Bir gün bölükteki tüm askerlerin işlerine gitmeyip alanda toplanması istendi. Bizi alıp film izlettirmek üzere kışlanın sinemasına götürdüler. Gösterilen film, askerliğini yapmış herkesin mutlaka izlemiş olduğu bir belgeseldi: Neden hedef Türkiye? Öncelikle hedef tahtasındaki iç içe yuvarlaklar ve ortasında Türkiye haritası belirdi ekranda. Sonra tüm komşularımız anlatılmaya başlandı tek… Bulgaristan sorunlar çözülmüş gibi gözükmesine rağmen halen Türkiye’ye düşmanlık besliyordu. Yunanlılar Ege’yi bir Yunan gölü haline getirip Kıbrıs’ı almak, Pontus devletini canlandırmak, en sonunda megalo idea’yı gerçekleştirmek amacındaydılar. Suriye Hatay’ı topraklarına katmak için olmadık işler yapıyordu. İran’ın amacı Türkiye’nin bir şeriat devleti haline gelmesiydi ve bu yüzden köktendinci örgütleri destekliyordu. Rusya zaten tarihi düşmandı. Sıcak denizlere inme sevdasından vazgeçmiş değildi. Antalya’ya turist göndermekle yetinmeyecekti. Kürtler tüm bu devletlerin gizli veya açık desteği ile bölücülük faaliyetlerini sürdürüyorlardı. Tabii benim beklediğim en sonda bir assolist gibi cıktı sahneye… Burger King’in -Whopper alevde ızgara- reklamında gibi, siyah bir fonda alevden harflerle “ERMENI” yazısı belirdi… Ermeniler tarihi düşmanlıklarından dolayı PKK’nın bölücü faaliyetlerine destek veriyor, soykırım yalanlarıyla Türkiye’yi uluslararası alanda güç durumda bırakıyorlardı. Bunun için uyguladıkları plan 4 aşamalıydı: Tanıtma, Tanınma, Tazminat, Toprak… Yani 4 T planı…

Sinemadan çıkarken tüm kısa dönem arkadaşların yüzünde komedi filminden cıkmış gibi bir ifade vardı. “Kardeşim madem herkes bizim düşmanımız, sorun bizde olmasın?” diye soranlar , “bu kadar paranoya ile sonumuz iyi değil” diye söylenenler… Ben böyle durumlarla çokça karşılaşmış olmanın verdiği ustalıkla gerekli umursamaz tavırları takınmışken, arkadaşlar benim gibi güç bir durumda kalmış biriyle ilk kez karşılaşmanın verdiği acemilikle ne yapmaları gerektiğini kestirmeye çalışıyorlardı. Kimisi “boş ver, takma” gibisinden omzuma vuruyor, kimisi “anlat bakalım Aret neymiş şu 4 T planı?” diye işi şakaya vurarak beni rahatlatmaya çalışıyordu.

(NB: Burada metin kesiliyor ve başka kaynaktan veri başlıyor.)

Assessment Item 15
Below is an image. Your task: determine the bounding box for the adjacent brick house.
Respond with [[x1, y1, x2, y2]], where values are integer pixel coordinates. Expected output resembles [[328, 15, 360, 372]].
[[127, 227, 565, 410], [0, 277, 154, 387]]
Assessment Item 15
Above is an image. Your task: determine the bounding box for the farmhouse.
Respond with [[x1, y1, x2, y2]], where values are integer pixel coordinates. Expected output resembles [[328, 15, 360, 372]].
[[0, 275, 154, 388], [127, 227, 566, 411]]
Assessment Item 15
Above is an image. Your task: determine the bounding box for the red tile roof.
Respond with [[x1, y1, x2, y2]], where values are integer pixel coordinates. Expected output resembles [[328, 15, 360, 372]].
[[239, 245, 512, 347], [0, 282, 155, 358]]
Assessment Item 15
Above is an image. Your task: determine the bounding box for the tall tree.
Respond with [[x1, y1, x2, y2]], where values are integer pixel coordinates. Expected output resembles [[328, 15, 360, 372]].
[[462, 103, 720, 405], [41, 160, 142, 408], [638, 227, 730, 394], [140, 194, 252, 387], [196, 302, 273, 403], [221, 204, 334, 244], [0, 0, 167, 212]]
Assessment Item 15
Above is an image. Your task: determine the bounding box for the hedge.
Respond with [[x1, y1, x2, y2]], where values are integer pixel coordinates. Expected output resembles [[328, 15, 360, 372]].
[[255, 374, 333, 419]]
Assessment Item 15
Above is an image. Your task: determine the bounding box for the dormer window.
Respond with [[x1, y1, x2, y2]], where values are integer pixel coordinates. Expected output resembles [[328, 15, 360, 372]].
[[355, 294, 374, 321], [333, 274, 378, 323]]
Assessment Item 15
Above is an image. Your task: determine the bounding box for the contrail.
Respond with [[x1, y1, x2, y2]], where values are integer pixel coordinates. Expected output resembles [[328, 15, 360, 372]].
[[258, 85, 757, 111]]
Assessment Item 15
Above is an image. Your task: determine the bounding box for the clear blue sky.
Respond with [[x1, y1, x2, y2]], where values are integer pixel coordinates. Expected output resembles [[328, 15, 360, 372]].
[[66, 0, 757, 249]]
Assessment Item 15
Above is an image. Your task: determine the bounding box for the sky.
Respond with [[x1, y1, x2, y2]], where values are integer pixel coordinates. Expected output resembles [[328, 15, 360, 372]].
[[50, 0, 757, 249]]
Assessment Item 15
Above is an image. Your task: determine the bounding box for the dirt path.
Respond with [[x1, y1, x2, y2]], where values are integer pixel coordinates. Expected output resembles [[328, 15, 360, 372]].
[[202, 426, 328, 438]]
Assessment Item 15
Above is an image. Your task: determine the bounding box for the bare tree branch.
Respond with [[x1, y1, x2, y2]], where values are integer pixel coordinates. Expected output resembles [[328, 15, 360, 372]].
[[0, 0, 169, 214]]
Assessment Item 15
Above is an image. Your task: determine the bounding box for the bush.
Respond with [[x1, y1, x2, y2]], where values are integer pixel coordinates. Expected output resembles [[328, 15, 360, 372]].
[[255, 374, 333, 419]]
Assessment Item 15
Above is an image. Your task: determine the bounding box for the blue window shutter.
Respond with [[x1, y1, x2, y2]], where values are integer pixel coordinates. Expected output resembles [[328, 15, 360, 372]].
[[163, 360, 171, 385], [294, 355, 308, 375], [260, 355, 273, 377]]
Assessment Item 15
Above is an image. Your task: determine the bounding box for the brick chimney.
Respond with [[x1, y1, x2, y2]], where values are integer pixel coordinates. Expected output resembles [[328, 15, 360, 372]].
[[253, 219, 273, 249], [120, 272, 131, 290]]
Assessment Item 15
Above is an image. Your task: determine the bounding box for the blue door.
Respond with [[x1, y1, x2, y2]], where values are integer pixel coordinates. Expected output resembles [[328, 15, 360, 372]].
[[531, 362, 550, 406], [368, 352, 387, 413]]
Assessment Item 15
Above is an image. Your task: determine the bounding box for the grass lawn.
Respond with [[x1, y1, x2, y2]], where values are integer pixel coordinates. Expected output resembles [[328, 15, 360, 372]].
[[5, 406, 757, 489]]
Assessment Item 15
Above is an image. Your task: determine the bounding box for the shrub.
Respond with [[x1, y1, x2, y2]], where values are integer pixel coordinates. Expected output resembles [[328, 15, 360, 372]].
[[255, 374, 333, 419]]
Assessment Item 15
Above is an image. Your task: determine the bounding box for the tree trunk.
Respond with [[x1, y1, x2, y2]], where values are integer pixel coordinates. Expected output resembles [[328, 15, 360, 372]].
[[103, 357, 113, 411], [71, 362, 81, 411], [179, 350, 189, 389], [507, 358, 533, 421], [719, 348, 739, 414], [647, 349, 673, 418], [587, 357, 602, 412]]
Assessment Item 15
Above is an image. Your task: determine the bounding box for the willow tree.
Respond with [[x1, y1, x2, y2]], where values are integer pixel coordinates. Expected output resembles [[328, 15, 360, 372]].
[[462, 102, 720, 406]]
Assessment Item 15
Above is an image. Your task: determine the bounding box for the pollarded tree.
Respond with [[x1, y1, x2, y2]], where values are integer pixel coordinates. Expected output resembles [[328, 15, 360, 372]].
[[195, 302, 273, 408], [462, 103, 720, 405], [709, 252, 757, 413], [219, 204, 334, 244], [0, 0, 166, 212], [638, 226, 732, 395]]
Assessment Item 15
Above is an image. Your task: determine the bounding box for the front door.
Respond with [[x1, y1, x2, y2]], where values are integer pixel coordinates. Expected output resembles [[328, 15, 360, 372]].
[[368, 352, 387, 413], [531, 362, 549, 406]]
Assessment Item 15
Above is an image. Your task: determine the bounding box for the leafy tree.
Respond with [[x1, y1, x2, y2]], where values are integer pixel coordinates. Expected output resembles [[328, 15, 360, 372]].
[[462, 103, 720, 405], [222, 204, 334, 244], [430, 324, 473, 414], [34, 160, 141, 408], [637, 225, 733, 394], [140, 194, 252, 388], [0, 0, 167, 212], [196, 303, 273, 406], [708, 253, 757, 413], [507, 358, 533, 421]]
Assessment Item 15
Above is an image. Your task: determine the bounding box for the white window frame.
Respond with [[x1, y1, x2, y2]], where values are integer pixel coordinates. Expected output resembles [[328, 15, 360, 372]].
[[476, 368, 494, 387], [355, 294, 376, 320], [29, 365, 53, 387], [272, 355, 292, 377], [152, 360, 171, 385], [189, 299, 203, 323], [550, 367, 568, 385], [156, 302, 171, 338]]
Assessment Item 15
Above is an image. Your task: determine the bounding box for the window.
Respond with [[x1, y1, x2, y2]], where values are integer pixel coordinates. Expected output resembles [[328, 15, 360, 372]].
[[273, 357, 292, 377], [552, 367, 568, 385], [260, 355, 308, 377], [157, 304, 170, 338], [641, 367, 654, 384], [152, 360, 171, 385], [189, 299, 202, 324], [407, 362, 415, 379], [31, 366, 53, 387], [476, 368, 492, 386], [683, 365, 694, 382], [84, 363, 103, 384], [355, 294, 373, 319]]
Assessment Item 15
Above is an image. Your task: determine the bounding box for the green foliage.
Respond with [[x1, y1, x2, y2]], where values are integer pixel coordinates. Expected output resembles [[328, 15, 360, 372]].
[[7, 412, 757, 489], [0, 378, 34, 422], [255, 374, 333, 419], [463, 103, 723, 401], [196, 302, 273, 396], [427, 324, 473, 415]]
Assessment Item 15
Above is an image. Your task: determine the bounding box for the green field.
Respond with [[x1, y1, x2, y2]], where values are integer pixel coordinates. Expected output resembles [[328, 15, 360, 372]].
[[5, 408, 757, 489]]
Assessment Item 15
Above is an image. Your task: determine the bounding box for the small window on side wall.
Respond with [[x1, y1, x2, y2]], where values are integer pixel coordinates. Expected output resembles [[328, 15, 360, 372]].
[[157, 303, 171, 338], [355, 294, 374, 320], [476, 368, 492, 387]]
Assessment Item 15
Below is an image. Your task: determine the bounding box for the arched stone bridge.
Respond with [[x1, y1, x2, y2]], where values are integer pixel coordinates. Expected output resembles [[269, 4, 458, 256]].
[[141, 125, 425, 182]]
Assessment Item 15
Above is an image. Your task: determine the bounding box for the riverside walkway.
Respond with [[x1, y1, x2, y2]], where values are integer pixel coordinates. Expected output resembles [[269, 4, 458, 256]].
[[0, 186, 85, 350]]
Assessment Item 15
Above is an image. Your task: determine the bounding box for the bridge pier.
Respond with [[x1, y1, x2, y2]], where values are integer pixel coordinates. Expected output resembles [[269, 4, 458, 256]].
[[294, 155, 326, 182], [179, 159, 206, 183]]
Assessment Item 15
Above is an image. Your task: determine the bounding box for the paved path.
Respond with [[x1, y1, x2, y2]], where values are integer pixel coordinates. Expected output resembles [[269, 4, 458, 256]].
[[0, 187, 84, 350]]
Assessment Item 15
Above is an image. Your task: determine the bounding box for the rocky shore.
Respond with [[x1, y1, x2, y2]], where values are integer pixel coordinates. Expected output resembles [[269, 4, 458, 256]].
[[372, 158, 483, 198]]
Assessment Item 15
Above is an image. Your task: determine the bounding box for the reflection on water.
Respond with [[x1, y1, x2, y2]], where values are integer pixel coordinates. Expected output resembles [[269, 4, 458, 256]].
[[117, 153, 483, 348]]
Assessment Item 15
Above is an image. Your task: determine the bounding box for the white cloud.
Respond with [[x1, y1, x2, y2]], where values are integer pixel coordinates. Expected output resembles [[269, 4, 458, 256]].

Tam bu anda çok sevdiğim bir arkadaşım, arkadan espriyi patlattı:

“Arkadaşlar Aret zaten 4 T planını uyguladı.

Önce buraya geldi kendini tanıttı.
Sonra herkes tarafından tanındı.
Sonra tazminat almaya başladı, ayda 60 milyon…
En sonunda da toprak aldı, hem de üzerinde güllerle birlikte…”

Aret Çiçekeker

Yorumlar kapatıldı.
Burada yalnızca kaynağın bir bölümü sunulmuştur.